South African farmers Motlatsi Musi and Tepsy Eve Ntseoane previously told the Alliance how using GM crops greatly improved their yields and incomes, while reducing pesticide use.
Prof. Mohammed Faguji Ishiyaku, Nigeria’s principal investigator of the pod-borer resistant (PBR) cowpea project at the Institute for Agriculture Research (IAR) at Ahmadu Bello University (ABU) in Zaria, said the tour showed delegates that agriculture could only thrive as a business by using modern biotechnology to enhance productivity, lower the cost of production and heighten the value of the crops.
“So what we need to do, those of us who are scientists and policy makers especially, is that we need to recognize that if we really want to lift our people out of poverty, the answer is the deployment of technology like biotechnology,” he said. “The current agricultural crops that are developed using biotechnology should be quickly hastened to go through the official processes of release so that our farmers can benefit from them.

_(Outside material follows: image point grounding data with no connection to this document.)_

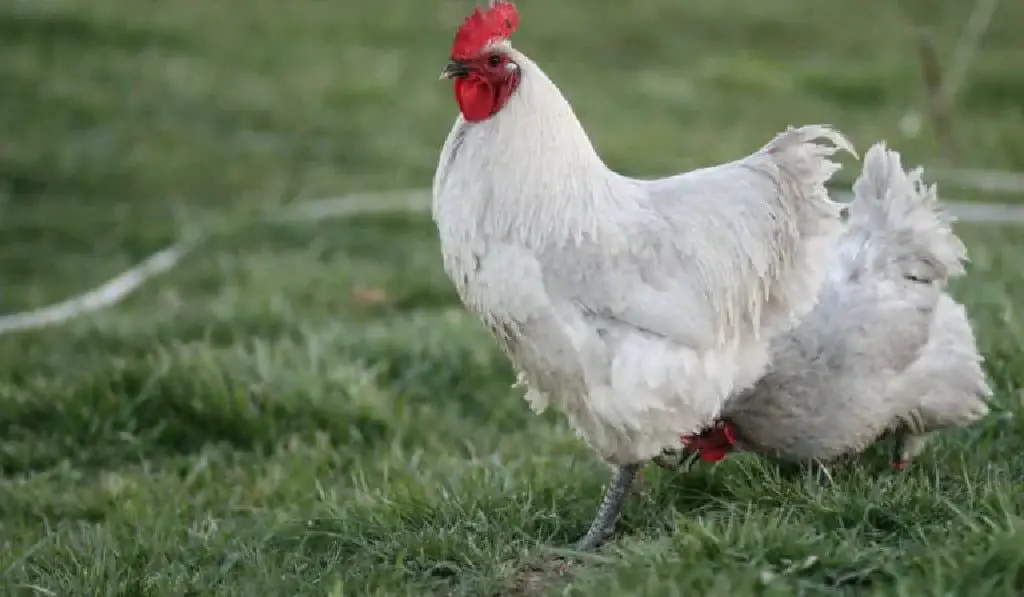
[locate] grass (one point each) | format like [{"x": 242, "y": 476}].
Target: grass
[{"x": 304, "y": 409}]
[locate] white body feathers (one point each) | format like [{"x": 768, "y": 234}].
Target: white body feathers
[
  {"x": 636, "y": 307},
  {"x": 886, "y": 349}
]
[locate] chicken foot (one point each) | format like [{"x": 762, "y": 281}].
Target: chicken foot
[
  {"x": 607, "y": 513},
  {"x": 908, "y": 446}
]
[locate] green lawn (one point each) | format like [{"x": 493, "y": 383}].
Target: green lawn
[{"x": 304, "y": 410}]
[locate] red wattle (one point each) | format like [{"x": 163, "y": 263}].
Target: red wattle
[{"x": 475, "y": 97}]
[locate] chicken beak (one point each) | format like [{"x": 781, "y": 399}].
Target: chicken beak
[{"x": 454, "y": 70}]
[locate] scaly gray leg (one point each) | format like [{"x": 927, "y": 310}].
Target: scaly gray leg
[{"x": 607, "y": 512}]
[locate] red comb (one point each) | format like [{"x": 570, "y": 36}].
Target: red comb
[{"x": 480, "y": 29}]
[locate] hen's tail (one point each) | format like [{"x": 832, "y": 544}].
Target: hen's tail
[
  {"x": 896, "y": 226},
  {"x": 800, "y": 158}
]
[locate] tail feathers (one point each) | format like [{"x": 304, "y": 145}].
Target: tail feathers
[
  {"x": 898, "y": 223},
  {"x": 805, "y": 169},
  {"x": 801, "y": 168}
]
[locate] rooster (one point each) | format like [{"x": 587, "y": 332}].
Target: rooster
[
  {"x": 634, "y": 307},
  {"x": 886, "y": 352}
]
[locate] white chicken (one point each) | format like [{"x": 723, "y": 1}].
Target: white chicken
[
  {"x": 886, "y": 351},
  {"x": 635, "y": 307}
]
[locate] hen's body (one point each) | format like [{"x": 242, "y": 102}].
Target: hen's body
[
  {"x": 634, "y": 306},
  {"x": 886, "y": 349}
]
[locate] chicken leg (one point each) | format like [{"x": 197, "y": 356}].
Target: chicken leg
[{"x": 607, "y": 512}]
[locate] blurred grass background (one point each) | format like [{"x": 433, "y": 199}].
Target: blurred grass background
[{"x": 304, "y": 410}]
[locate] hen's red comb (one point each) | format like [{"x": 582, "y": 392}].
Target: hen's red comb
[{"x": 480, "y": 29}]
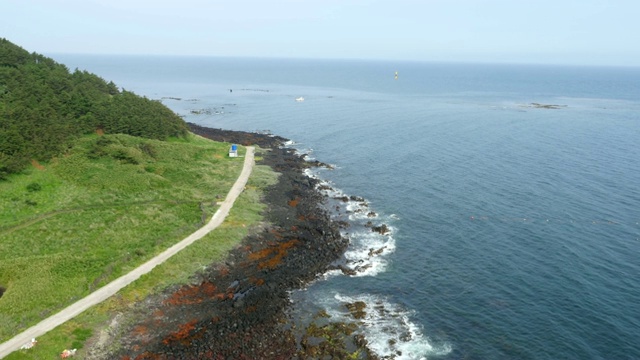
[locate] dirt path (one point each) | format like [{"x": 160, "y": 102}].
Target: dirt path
[{"x": 110, "y": 289}]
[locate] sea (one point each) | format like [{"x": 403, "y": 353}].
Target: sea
[{"x": 511, "y": 192}]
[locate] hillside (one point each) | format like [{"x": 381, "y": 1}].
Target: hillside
[{"x": 44, "y": 107}]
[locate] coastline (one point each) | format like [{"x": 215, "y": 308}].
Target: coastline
[{"x": 238, "y": 308}]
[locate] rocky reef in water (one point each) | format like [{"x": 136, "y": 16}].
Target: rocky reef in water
[{"x": 237, "y": 309}]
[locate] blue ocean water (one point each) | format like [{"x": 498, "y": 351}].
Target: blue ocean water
[{"x": 515, "y": 229}]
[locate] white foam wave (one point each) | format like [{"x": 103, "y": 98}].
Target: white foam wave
[
  {"x": 388, "y": 328},
  {"x": 366, "y": 253}
]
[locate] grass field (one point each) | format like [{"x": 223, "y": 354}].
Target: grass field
[{"x": 111, "y": 203}]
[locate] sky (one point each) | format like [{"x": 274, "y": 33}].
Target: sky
[{"x": 567, "y": 32}]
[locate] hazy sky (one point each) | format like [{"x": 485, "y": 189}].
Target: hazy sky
[{"x": 587, "y": 32}]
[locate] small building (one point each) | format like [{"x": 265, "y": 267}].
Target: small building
[{"x": 233, "y": 151}]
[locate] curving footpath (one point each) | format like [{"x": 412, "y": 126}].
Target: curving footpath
[{"x": 113, "y": 287}]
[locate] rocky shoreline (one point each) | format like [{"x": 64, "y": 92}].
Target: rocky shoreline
[{"x": 237, "y": 308}]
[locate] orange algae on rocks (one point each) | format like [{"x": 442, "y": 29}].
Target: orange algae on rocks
[
  {"x": 183, "y": 335},
  {"x": 272, "y": 257},
  {"x": 294, "y": 202}
]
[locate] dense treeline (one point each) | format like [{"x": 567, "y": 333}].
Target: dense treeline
[{"x": 44, "y": 107}]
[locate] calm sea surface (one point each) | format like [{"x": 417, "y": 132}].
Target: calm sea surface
[{"x": 515, "y": 230}]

“Indecision is very bad,” he continued. “Sitting without taking any decision simply because you’re not sure, but you don’t have any tangible reasons apart from emotion, is not good for national development.”

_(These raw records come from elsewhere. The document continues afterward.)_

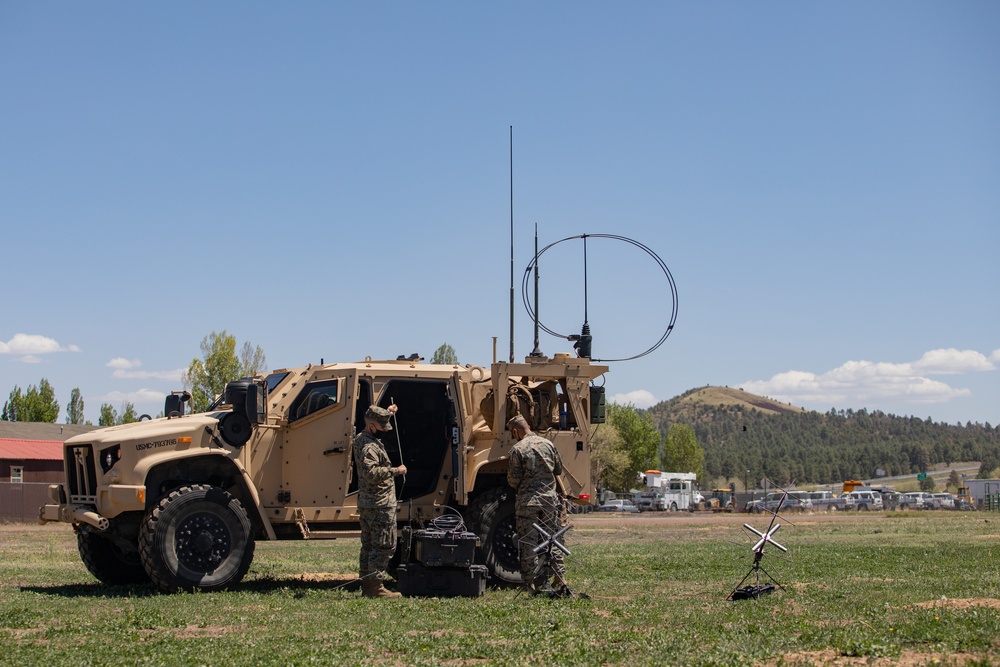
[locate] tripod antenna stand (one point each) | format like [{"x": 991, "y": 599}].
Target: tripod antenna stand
[
  {"x": 767, "y": 537},
  {"x": 549, "y": 550}
]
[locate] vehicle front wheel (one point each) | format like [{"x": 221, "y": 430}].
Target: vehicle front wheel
[
  {"x": 197, "y": 537},
  {"x": 491, "y": 517}
]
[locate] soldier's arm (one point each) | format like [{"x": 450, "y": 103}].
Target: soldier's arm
[
  {"x": 515, "y": 471},
  {"x": 371, "y": 462}
]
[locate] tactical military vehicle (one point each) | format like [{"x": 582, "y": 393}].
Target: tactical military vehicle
[{"x": 182, "y": 499}]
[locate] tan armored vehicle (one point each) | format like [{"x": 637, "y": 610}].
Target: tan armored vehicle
[{"x": 181, "y": 500}]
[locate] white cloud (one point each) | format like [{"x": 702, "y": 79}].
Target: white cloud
[
  {"x": 858, "y": 382},
  {"x": 124, "y": 370},
  {"x": 140, "y": 397},
  {"x": 29, "y": 346},
  {"x": 640, "y": 398},
  {"x": 123, "y": 363},
  {"x": 170, "y": 376}
]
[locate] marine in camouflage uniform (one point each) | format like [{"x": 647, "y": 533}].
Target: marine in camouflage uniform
[
  {"x": 376, "y": 502},
  {"x": 533, "y": 468}
]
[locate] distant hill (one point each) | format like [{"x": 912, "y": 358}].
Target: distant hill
[
  {"x": 695, "y": 400},
  {"x": 740, "y": 431}
]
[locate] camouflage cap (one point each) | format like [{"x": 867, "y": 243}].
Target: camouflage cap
[
  {"x": 380, "y": 416},
  {"x": 519, "y": 421}
]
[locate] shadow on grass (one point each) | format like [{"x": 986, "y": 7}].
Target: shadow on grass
[{"x": 264, "y": 585}]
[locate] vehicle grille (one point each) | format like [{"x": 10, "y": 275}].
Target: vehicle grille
[{"x": 81, "y": 474}]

Nigeria is currently concluding research on its leading biotechnology products: cowpea (beans) and cotton that have been genetically modified to include a Bacillus thuringiensis (Bt) gene that provides inherent resistance to pod borer and bollworm infestations, respectively. The crops are due to be commercialized this year.
The plant breeder emphasized that leveraging modern technology in agriculture is the panacea to low farmer incomes, saying the South African government is futuristic.

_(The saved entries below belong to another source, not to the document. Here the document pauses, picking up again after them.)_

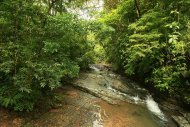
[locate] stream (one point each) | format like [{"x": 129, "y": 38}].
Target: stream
[
  {"x": 123, "y": 102},
  {"x": 97, "y": 98}
]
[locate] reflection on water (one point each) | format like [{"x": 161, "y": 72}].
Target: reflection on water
[
  {"x": 153, "y": 107},
  {"x": 123, "y": 115}
]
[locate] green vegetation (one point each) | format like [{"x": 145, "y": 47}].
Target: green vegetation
[
  {"x": 150, "y": 40},
  {"x": 40, "y": 45}
]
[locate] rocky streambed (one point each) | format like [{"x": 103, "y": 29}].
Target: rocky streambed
[{"x": 100, "y": 98}]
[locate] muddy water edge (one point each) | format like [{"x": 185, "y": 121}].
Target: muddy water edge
[{"x": 98, "y": 98}]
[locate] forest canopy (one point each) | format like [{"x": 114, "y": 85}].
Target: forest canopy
[{"x": 150, "y": 40}]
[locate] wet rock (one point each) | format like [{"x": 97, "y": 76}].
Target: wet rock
[
  {"x": 17, "y": 122},
  {"x": 181, "y": 121}
]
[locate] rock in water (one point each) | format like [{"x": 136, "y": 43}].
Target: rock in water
[{"x": 181, "y": 121}]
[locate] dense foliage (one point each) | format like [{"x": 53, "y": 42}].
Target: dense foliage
[
  {"x": 150, "y": 40},
  {"x": 40, "y": 45}
]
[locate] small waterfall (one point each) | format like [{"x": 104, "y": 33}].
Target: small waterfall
[
  {"x": 154, "y": 108},
  {"x": 94, "y": 68},
  {"x": 136, "y": 99}
]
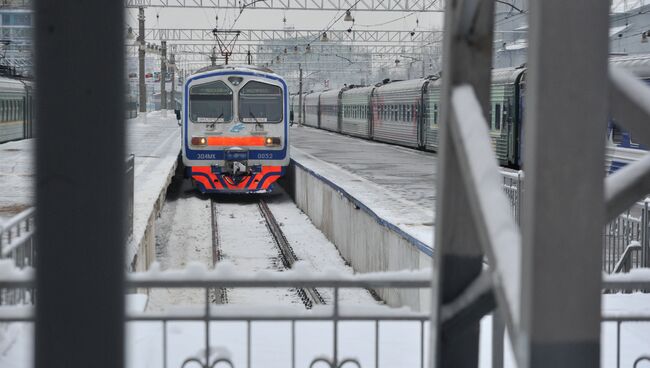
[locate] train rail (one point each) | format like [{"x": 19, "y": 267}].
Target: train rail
[
  {"x": 309, "y": 296},
  {"x": 285, "y": 255},
  {"x": 221, "y": 296}
]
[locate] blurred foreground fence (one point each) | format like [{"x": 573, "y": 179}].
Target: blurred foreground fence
[{"x": 626, "y": 240}]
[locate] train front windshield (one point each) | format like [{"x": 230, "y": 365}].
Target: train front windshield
[
  {"x": 260, "y": 103},
  {"x": 211, "y": 103}
]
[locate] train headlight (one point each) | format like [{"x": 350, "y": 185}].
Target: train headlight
[
  {"x": 272, "y": 141},
  {"x": 199, "y": 141}
]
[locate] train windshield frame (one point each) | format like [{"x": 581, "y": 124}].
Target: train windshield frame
[
  {"x": 211, "y": 102},
  {"x": 261, "y": 102}
]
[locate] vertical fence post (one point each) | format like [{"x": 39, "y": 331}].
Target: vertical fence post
[
  {"x": 566, "y": 98},
  {"x": 645, "y": 251},
  {"x": 79, "y": 184},
  {"x": 459, "y": 259}
]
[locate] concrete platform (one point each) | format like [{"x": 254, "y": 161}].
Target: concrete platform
[
  {"x": 154, "y": 141},
  {"x": 374, "y": 201}
]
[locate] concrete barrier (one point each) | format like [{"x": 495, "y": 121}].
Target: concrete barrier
[{"x": 365, "y": 239}]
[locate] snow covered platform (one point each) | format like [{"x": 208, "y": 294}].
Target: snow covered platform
[
  {"x": 374, "y": 201},
  {"x": 153, "y": 141}
]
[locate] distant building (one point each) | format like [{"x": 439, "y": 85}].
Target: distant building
[
  {"x": 16, "y": 38},
  {"x": 629, "y": 31}
]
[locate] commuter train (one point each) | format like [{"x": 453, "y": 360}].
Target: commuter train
[
  {"x": 16, "y": 109},
  {"x": 407, "y": 113},
  {"x": 234, "y": 129}
]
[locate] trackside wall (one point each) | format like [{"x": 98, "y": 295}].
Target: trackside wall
[{"x": 364, "y": 239}]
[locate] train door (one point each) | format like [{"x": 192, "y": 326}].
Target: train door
[{"x": 420, "y": 121}]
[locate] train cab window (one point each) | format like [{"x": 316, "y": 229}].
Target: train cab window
[
  {"x": 435, "y": 114},
  {"x": 497, "y": 117},
  {"x": 211, "y": 102},
  {"x": 617, "y": 134},
  {"x": 262, "y": 102}
]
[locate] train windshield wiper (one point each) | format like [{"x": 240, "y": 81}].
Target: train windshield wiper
[{"x": 257, "y": 123}]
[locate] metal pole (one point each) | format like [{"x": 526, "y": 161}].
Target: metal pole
[
  {"x": 459, "y": 258},
  {"x": 300, "y": 95},
  {"x": 172, "y": 66},
  {"x": 80, "y": 218},
  {"x": 142, "y": 90},
  {"x": 163, "y": 75},
  {"x": 560, "y": 302}
]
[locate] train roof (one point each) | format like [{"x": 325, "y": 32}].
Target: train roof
[
  {"x": 12, "y": 85},
  {"x": 234, "y": 67},
  {"x": 364, "y": 90},
  {"x": 506, "y": 75},
  {"x": 401, "y": 85},
  {"x": 331, "y": 92},
  {"x": 638, "y": 65}
]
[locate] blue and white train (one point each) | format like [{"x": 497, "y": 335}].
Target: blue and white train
[{"x": 234, "y": 129}]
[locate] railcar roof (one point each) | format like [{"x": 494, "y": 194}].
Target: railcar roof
[
  {"x": 331, "y": 93},
  {"x": 639, "y": 65},
  {"x": 401, "y": 85},
  {"x": 506, "y": 75},
  {"x": 11, "y": 85},
  {"x": 234, "y": 67},
  {"x": 358, "y": 91}
]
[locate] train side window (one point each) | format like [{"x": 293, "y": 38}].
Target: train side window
[
  {"x": 435, "y": 114},
  {"x": 617, "y": 134},
  {"x": 497, "y": 117},
  {"x": 262, "y": 102}
]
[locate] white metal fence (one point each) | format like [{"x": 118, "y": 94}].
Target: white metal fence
[{"x": 626, "y": 239}]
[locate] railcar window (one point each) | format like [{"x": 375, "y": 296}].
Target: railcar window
[
  {"x": 617, "y": 134},
  {"x": 435, "y": 114},
  {"x": 211, "y": 102},
  {"x": 261, "y": 102},
  {"x": 497, "y": 117}
]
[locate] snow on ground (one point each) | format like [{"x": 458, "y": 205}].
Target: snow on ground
[
  {"x": 412, "y": 218},
  {"x": 155, "y": 143},
  {"x": 16, "y": 177},
  {"x": 183, "y": 236},
  {"x": 245, "y": 240},
  {"x": 313, "y": 248}
]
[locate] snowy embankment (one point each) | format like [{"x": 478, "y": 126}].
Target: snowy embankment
[
  {"x": 390, "y": 208},
  {"x": 245, "y": 241},
  {"x": 154, "y": 142}
]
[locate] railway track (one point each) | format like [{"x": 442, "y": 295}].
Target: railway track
[
  {"x": 309, "y": 296},
  {"x": 218, "y": 296},
  {"x": 285, "y": 254}
]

“They have looked into the future,” he noted. “They realize that technology is the answer and they use it. So, in the same vein, those of us in the entourage, especially from the government policy making machinery, should realize that this is the answer. If we want to develop our economy, we must leverage technologies like biotechnology and other technologies. The current federal government program on recovery and growth should have the deployment of appropriate technologies, including biotechnology, as one of its main cardinal principles for growing our economy.”
Similarly, IAR Executive Director Prof. Umar Ibrahim Abubakar stated that one of the most important impacts of agricultural biotechnology is enhancement of food and nutritional security.
“Globally, one of the problems facing the world today is food insecurity,” he said. “Many children, families, go hungry and so on. So with the release of these varieties production will be increased and inevitably there’ll be cheaper, affordable, accessible food on the table of every Nigerian. And apart from that, because of the obvious advantage of the Bt you spray less (pesticides). That means you have less cost of production and your profitability will increase and definitely that will increase the income of the farmers and that would create employment for the farmers and inevitably improve the economy of the country.”
Another delegate, Dr. Rose Gidado, assistant director of the National Biotechnology Development Agency (NABDA) and country coordinator of the Open Forum on Agricultural Biotechnology in Africa, Nigeria Chapter, emphasized that biotechnology holds the solution to feeding the nation’s rapidly growing population. The all-around gain the nation could reap from the adoption and application of biotechnology cannot not be overemphasized, she said.